HealthDay News — There are significant differences in the development of 12 fiber tracts between infants with fragile X syndrome (FXS) and controls, according to a study published online April 4 in JAMA Psychiatry.
Meghan R. Swanson, Ph.D., from the University of North Carolina at Chapel Hill, and colleagues characterized development of white matter at age 6, 12, and 24 months in infants with FXS and typically developing controls. Longitudinal behavioral and brain imaging data were obtained from 27 infants with FXS and 73 typically developing controls with no first- or second-degree relatives with intellectual or psychiatric disorders.

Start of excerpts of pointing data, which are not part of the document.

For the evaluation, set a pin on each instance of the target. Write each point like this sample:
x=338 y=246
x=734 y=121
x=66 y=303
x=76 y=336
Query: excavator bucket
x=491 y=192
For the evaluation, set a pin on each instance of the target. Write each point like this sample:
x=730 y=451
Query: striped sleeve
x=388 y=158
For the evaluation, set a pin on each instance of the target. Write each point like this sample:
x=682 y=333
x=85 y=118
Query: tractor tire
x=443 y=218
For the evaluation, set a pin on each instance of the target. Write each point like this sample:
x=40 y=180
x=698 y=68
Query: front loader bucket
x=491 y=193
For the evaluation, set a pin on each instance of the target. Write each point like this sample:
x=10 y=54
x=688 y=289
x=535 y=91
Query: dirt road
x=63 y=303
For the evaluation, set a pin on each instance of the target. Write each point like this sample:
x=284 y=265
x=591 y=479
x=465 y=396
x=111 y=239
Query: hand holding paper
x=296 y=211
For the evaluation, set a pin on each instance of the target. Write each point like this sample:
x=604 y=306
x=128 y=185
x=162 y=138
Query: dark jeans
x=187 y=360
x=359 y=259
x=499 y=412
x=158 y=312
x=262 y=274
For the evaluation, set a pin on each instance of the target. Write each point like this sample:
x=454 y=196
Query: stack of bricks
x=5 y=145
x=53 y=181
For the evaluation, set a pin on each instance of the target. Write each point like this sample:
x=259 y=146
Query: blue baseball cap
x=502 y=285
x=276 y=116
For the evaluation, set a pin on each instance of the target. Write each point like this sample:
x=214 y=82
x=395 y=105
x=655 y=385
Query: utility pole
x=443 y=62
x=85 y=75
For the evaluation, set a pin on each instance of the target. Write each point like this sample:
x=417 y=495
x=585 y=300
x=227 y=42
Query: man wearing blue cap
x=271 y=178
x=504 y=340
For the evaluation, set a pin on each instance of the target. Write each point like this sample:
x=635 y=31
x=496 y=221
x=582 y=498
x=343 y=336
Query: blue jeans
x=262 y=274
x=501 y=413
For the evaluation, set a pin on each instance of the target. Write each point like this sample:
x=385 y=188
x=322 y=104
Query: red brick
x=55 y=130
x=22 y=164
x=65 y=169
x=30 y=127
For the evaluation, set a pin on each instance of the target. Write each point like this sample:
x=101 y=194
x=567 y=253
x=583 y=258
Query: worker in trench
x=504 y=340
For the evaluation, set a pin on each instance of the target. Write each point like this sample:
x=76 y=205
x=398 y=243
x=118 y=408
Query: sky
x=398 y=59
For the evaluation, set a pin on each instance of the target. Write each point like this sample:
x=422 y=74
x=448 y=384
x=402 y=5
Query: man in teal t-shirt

The researchers identified significant differences in the development of 12 of 19 fiber tracts between the infants with FXS and controls, with lower fractional anisotropy in bilateral subcortical-frontal, occipital-temporal, temporal-frontal, and cerebellar-thalamic pathways and in four of six corpus callosum subdivisions. Significant main effects were seen between groups for all 12 of these pathways but not for the interaction of age × group; this indicated that in the FXS group, lower fractional anisotropy was stable from age 6 months.
In the FXS group, there was a correlation for lower fractional anisotropy values in the uncinate fasciculi with lower nonverbal development quotient.
“The results substantiate in human infants the essential role of fragile X gene expression in the early development of white matter,” the authors write.